3- De la capacité à rencontrer autrui : un « au-delà des différences ».

N’y a-t-il pas dans la capacité (mais aussi la volonté) à rencontrer autrui, notamment dans la rencontre interculturelle, le principe même d’un « au-delà des différences » (Kambouchner) ? Il y a sans doute dans la possibilité de cette rencontre, la capacité d’avoir égard pour autrui, qui n’est pas la manifestation d’une culture déterminée. Etre civilisé, dans cette acception, mais nous l’avons déjà pointé sociologiquement parlant, c’est être en relation avec d’autres, alors que le particularisme vante sa culture d’élection comme un absolu... Cet égard pour autrui renvoie peut-être à cet idéal d’entente universelle entre les peuples qui ne semble pas être le privilège d’une culture particulière. Il y a toujours dans le désir de rencontre le pari de la possibilité du commun, c’est-à-dire d’une appartenance commune, au-delà des appartenances traditionnellement liées à sa   culture particulière. Un « commun » en quelque sorte élargi jusqu’à l’universel… Cette rencontre doit aboutir réciproquement à une extension de la culture de l’un à celle de l’autre ► dépassement d’un premier état de cette culture dans un autre plus « compréhensif ». L’idée selon laquelle on pense que l’on peut entrer dans l’univers culturel de l’autre, ne serait-ce qu’au titre d’un idéal, n’appartient à aucune culture particulière ; cette capacité constitue, selon Kambouchner, la dimension proprement morale de la civilisation. Prenons l’exemple de l’ethnologue : sa culture d’origine sera toujours convoquée, soit comme base de comparaison, soit comme obstacle épistémologique, mais sa curiosité et sa faculté d’empathie en direction de l’étranger ne sont pas propres à sa culture, mais appartiennent à la civilisation… En outre, l’objet ultime de la recherche ethnologique est un « universel commun »… Son bagage théorique lui-même doit être considéré comme n’appartenant pas non plus à sa culture particulière, mais à la civilisation (c’est en tout cas le point de vue de Kambouchner, qui peut sans doute être contesté… Peut-on vraiment donner à  la science un statut « extraterritorial » par rapport à la culture ?). Cela ne signifie pas que dans la rencontre ethnologique, la civilisation soit d’une seul côté : la rencontre ne pourrait même pas avoir lieu si les indigènes n’étaient capables non seulement de faire à l’ethnologue une certaine place parmi eux, mais aussi « de comparer eux-mêmes les cultures en présence ». 

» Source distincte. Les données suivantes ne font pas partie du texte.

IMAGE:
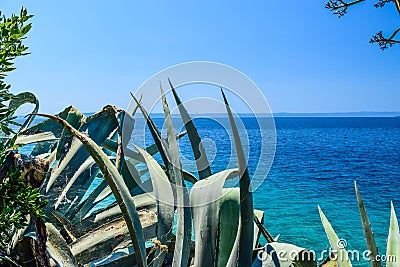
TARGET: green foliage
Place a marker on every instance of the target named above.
(18, 200)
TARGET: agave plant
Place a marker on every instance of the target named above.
(393, 241)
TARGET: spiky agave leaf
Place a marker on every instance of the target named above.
(35, 138)
(369, 235)
(342, 256)
(165, 203)
(21, 99)
(118, 187)
(393, 245)
(58, 248)
(246, 237)
(200, 156)
(205, 200)
(158, 140)
(184, 222)
(70, 114)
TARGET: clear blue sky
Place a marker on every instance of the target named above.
(92, 53)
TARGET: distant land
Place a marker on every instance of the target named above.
(287, 114)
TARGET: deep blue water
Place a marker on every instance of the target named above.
(316, 163)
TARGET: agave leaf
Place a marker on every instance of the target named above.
(369, 235)
(246, 197)
(342, 256)
(21, 99)
(58, 131)
(112, 212)
(58, 249)
(203, 166)
(204, 200)
(102, 240)
(158, 140)
(152, 149)
(165, 203)
(118, 187)
(35, 138)
(259, 216)
(76, 119)
(184, 222)
(393, 243)
(263, 230)
(87, 168)
(228, 224)
(81, 210)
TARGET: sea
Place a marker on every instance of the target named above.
(315, 162)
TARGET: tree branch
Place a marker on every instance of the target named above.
(383, 42)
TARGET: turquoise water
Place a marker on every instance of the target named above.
(316, 163)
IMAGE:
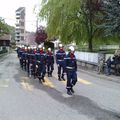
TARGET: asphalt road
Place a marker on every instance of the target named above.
(23, 98)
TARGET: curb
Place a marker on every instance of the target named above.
(102, 76)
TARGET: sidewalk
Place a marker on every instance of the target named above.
(102, 76)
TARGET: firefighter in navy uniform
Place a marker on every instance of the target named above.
(41, 64)
(24, 57)
(49, 62)
(71, 69)
(21, 56)
(60, 55)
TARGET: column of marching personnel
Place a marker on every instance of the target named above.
(38, 62)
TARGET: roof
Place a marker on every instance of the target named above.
(20, 8)
(5, 37)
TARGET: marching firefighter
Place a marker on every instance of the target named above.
(24, 57)
(41, 64)
(50, 62)
(20, 56)
(71, 69)
(60, 55)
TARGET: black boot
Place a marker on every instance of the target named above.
(59, 78)
(50, 73)
(69, 92)
(63, 77)
(72, 90)
(43, 78)
(39, 77)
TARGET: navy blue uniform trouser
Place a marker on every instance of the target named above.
(61, 69)
(71, 79)
(50, 68)
(41, 70)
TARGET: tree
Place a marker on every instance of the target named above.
(40, 35)
(72, 21)
(4, 28)
(111, 17)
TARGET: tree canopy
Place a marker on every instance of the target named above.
(79, 20)
(4, 28)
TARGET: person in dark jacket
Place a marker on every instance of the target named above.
(71, 69)
(108, 66)
(50, 62)
(60, 55)
(41, 64)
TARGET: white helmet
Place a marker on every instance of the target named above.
(28, 47)
(49, 49)
(71, 48)
(43, 48)
(25, 48)
(39, 46)
(35, 47)
(60, 45)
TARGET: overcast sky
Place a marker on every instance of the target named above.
(8, 7)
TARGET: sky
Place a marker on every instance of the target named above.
(8, 8)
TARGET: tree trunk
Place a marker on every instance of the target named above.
(90, 46)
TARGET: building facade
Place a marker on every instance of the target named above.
(5, 42)
(20, 26)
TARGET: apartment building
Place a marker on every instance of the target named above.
(20, 26)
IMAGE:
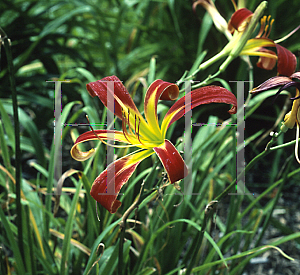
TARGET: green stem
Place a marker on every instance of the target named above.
(7, 48)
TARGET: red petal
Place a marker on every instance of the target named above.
(239, 18)
(172, 161)
(102, 189)
(159, 89)
(204, 95)
(287, 61)
(296, 75)
(271, 83)
(99, 88)
(266, 63)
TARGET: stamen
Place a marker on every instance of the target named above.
(102, 140)
(271, 23)
(262, 27)
(96, 133)
(138, 132)
(128, 118)
(297, 142)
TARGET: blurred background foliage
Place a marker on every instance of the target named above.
(137, 40)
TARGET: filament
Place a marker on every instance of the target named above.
(102, 140)
(297, 141)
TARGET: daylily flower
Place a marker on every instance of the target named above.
(286, 61)
(292, 117)
(143, 133)
(242, 24)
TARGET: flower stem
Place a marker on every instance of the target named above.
(6, 43)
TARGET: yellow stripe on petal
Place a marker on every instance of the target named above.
(79, 155)
(158, 89)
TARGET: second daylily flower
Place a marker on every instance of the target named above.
(242, 24)
(146, 134)
(292, 117)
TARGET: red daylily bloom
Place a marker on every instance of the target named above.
(292, 117)
(286, 61)
(146, 134)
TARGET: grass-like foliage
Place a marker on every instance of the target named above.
(50, 223)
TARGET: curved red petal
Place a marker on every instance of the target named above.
(271, 83)
(266, 63)
(159, 89)
(239, 18)
(295, 75)
(287, 61)
(105, 189)
(99, 88)
(203, 95)
(172, 161)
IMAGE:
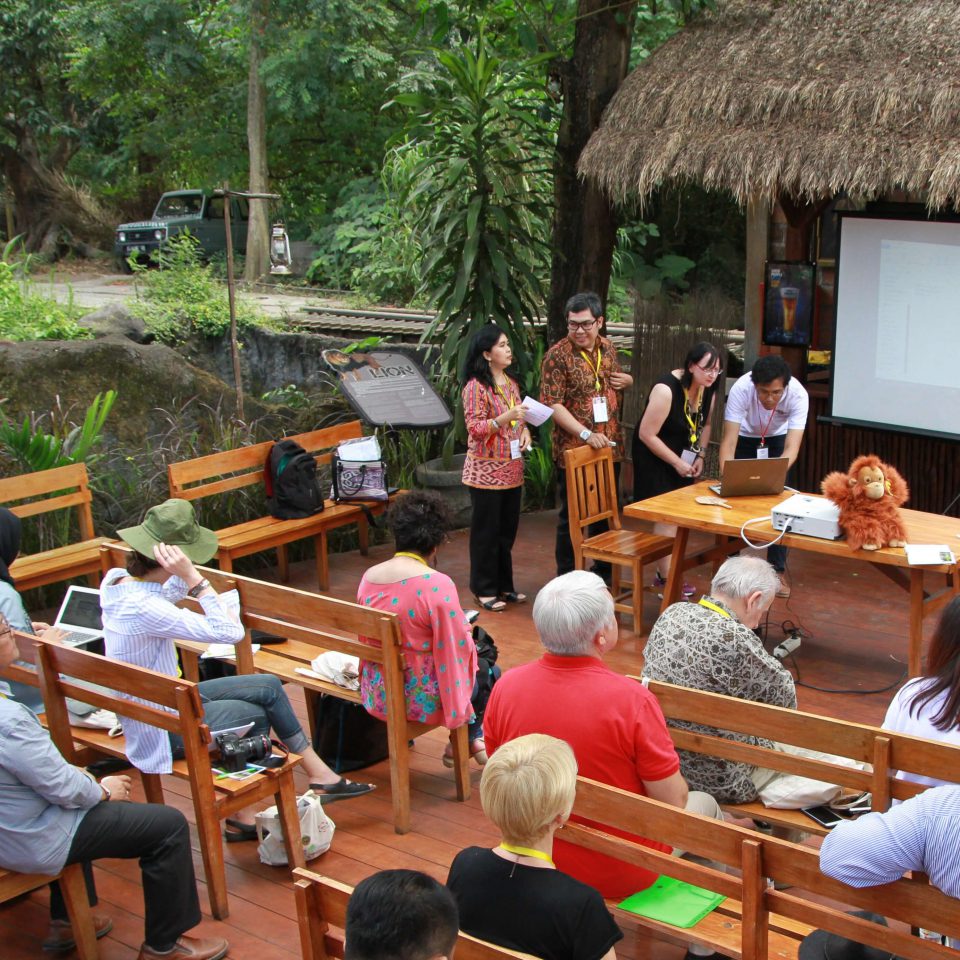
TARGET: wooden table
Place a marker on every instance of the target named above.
(679, 507)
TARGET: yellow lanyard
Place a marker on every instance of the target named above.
(411, 556)
(710, 605)
(695, 425)
(506, 399)
(527, 852)
(595, 367)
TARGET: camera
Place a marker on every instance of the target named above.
(236, 752)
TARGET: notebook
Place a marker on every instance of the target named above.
(79, 616)
(752, 478)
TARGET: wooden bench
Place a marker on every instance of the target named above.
(45, 492)
(322, 902)
(757, 921)
(219, 473)
(59, 668)
(74, 890)
(312, 624)
(882, 752)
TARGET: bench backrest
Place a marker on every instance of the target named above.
(47, 490)
(322, 902)
(234, 469)
(758, 857)
(885, 750)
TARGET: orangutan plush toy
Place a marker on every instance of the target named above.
(868, 496)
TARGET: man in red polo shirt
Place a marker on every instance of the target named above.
(613, 723)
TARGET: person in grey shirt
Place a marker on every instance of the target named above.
(53, 814)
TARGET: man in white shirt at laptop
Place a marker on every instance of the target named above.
(765, 416)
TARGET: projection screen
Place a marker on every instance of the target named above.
(896, 358)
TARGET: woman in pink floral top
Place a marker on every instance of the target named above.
(493, 472)
(440, 658)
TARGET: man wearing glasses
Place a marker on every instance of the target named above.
(765, 416)
(582, 381)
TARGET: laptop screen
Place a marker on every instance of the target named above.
(82, 609)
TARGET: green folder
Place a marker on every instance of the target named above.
(673, 901)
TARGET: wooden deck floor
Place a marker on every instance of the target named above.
(854, 621)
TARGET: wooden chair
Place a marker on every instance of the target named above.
(592, 498)
(47, 491)
(227, 470)
(13, 884)
(173, 705)
(757, 921)
(312, 624)
(322, 902)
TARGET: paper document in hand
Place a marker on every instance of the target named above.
(923, 554)
(537, 412)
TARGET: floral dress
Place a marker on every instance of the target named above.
(439, 656)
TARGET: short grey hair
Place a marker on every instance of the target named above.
(571, 610)
(738, 577)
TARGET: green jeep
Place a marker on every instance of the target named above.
(178, 211)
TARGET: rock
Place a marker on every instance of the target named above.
(115, 320)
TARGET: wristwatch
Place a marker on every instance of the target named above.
(198, 588)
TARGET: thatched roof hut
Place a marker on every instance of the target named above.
(793, 98)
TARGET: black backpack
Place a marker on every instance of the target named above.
(291, 481)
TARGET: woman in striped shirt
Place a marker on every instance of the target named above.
(141, 621)
(493, 471)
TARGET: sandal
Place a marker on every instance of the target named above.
(238, 831)
(513, 597)
(478, 750)
(494, 604)
(343, 789)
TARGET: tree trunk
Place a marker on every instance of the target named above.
(258, 228)
(584, 221)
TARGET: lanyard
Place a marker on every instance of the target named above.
(764, 427)
(527, 852)
(506, 398)
(710, 605)
(695, 425)
(411, 556)
(595, 367)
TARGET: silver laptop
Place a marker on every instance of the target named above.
(79, 616)
(752, 478)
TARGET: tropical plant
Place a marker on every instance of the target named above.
(26, 314)
(32, 448)
(480, 194)
(183, 297)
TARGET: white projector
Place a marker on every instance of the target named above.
(810, 516)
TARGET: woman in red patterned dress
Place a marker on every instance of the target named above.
(497, 436)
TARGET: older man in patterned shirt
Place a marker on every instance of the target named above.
(582, 381)
(711, 646)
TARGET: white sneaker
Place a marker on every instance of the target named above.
(99, 719)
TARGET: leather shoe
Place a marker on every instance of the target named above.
(189, 948)
(60, 935)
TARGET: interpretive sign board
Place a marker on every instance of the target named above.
(388, 389)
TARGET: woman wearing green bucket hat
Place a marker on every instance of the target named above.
(141, 620)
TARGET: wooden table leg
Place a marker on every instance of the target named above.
(916, 622)
(671, 591)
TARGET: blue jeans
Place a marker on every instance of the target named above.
(258, 699)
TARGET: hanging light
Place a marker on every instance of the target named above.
(280, 259)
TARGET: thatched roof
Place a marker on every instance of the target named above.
(803, 97)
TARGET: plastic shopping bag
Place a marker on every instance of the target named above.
(316, 831)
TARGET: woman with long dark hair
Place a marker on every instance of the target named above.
(929, 706)
(493, 471)
(671, 440)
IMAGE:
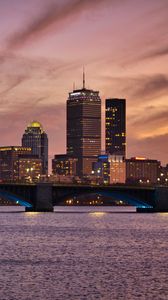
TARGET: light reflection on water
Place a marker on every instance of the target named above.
(92, 254)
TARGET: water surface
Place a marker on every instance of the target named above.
(83, 253)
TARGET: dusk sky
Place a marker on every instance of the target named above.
(123, 45)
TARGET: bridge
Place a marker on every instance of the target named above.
(44, 196)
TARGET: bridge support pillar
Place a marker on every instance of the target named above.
(43, 198)
(161, 199)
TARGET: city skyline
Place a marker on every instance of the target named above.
(40, 58)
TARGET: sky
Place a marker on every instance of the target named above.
(123, 45)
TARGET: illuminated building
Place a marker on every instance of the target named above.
(29, 168)
(64, 165)
(142, 170)
(9, 156)
(110, 168)
(116, 126)
(101, 169)
(84, 128)
(36, 138)
(117, 172)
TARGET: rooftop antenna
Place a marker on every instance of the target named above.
(83, 77)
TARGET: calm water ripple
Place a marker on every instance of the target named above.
(90, 255)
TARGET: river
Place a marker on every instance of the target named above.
(83, 253)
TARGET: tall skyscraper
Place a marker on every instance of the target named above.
(84, 128)
(116, 126)
(37, 139)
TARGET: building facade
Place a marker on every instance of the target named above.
(142, 170)
(84, 128)
(64, 165)
(29, 168)
(9, 166)
(36, 138)
(115, 121)
(110, 169)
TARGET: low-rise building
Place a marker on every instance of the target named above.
(142, 170)
(18, 164)
(64, 165)
(110, 169)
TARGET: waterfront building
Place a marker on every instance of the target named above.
(101, 169)
(64, 165)
(9, 156)
(115, 121)
(117, 169)
(36, 138)
(142, 170)
(29, 168)
(110, 169)
(84, 128)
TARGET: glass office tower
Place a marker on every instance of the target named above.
(116, 126)
(37, 139)
(84, 128)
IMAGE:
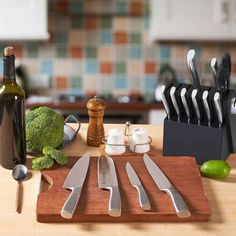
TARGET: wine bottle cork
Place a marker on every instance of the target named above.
(95, 134)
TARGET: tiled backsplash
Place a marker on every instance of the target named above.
(103, 46)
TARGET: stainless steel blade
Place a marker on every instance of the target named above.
(158, 176)
(77, 174)
(133, 177)
(106, 172)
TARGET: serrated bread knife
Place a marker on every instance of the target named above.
(107, 179)
(135, 182)
(74, 182)
(164, 184)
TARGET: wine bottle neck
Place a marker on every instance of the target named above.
(9, 68)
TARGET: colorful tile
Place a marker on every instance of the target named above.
(106, 84)
(106, 37)
(77, 22)
(120, 82)
(135, 38)
(135, 52)
(150, 83)
(121, 7)
(120, 68)
(150, 67)
(76, 82)
(136, 68)
(61, 51)
(121, 24)
(136, 8)
(106, 22)
(91, 52)
(76, 7)
(46, 67)
(76, 52)
(106, 68)
(121, 53)
(31, 50)
(121, 38)
(105, 53)
(61, 37)
(91, 67)
(61, 82)
(91, 22)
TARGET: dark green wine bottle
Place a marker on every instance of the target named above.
(12, 115)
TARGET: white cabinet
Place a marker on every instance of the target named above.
(208, 20)
(23, 20)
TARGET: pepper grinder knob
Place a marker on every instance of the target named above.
(95, 134)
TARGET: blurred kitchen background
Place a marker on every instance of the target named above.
(119, 50)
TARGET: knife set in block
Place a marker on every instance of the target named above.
(201, 121)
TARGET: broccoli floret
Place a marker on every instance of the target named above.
(59, 157)
(40, 163)
(47, 150)
(44, 127)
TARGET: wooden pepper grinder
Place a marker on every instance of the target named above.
(96, 107)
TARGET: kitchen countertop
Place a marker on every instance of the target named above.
(75, 106)
(221, 196)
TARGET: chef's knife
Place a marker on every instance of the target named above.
(214, 68)
(107, 179)
(174, 102)
(185, 103)
(164, 184)
(195, 105)
(218, 108)
(206, 106)
(165, 103)
(135, 182)
(74, 181)
(226, 63)
(192, 65)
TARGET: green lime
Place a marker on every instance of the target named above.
(216, 169)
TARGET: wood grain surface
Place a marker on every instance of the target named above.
(93, 204)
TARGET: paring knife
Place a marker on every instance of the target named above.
(185, 103)
(191, 62)
(74, 181)
(107, 179)
(134, 180)
(195, 104)
(218, 108)
(164, 184)
(165, 103)
(214, 67)
(175, 104)
(206, 106)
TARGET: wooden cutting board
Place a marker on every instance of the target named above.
(93, 204)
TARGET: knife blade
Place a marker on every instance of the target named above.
(226, 63)
(107, 179)
(206, 106)
(135, 182)
(218, 108)
(164, 101)
(192, 65)
(214, 68)
(164, 184)
(174, 102)
(195, 105)
(74, 182)
(185, 103)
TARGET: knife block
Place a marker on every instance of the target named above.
(205, 143)
(202, 142)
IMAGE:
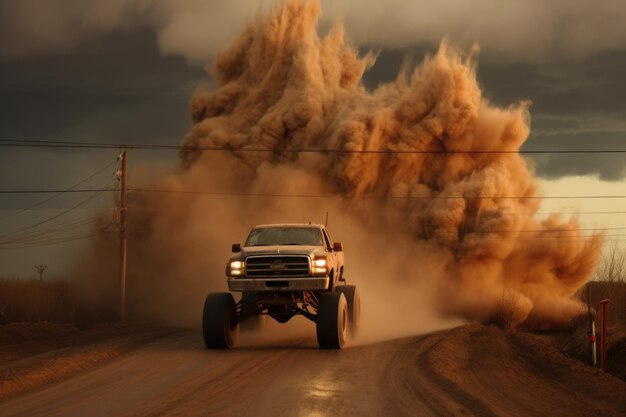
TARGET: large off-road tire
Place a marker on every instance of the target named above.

Si la civilisation est égard pour autrui, elle sera quelque chose qui se manifeste, plutôt que quelque chose que l’on possède.  Et l’Occident n’aura jamais eu le privilège de ce genre de manifestations de civilisation, et en revanche y a manqué un nombre infini de fois à l’égard des autres populations du globe …

Puisque rien ne peut justifier la supériorité d’une culture sur une autre à partir d’un critère qui serait absolument prévalent, seule est mauvaise la destruction  d’une culture, vouant toute une population à la déréliction intellectuelle et économique. Toutes les cultures sont civilisées au sens où elles sont toutes en rapport avec d’autres, et toutes comprises dans une certaine grande aire de civilisation.  Impossible de dire, donc, qu’une culture est plus ou moins civilisée.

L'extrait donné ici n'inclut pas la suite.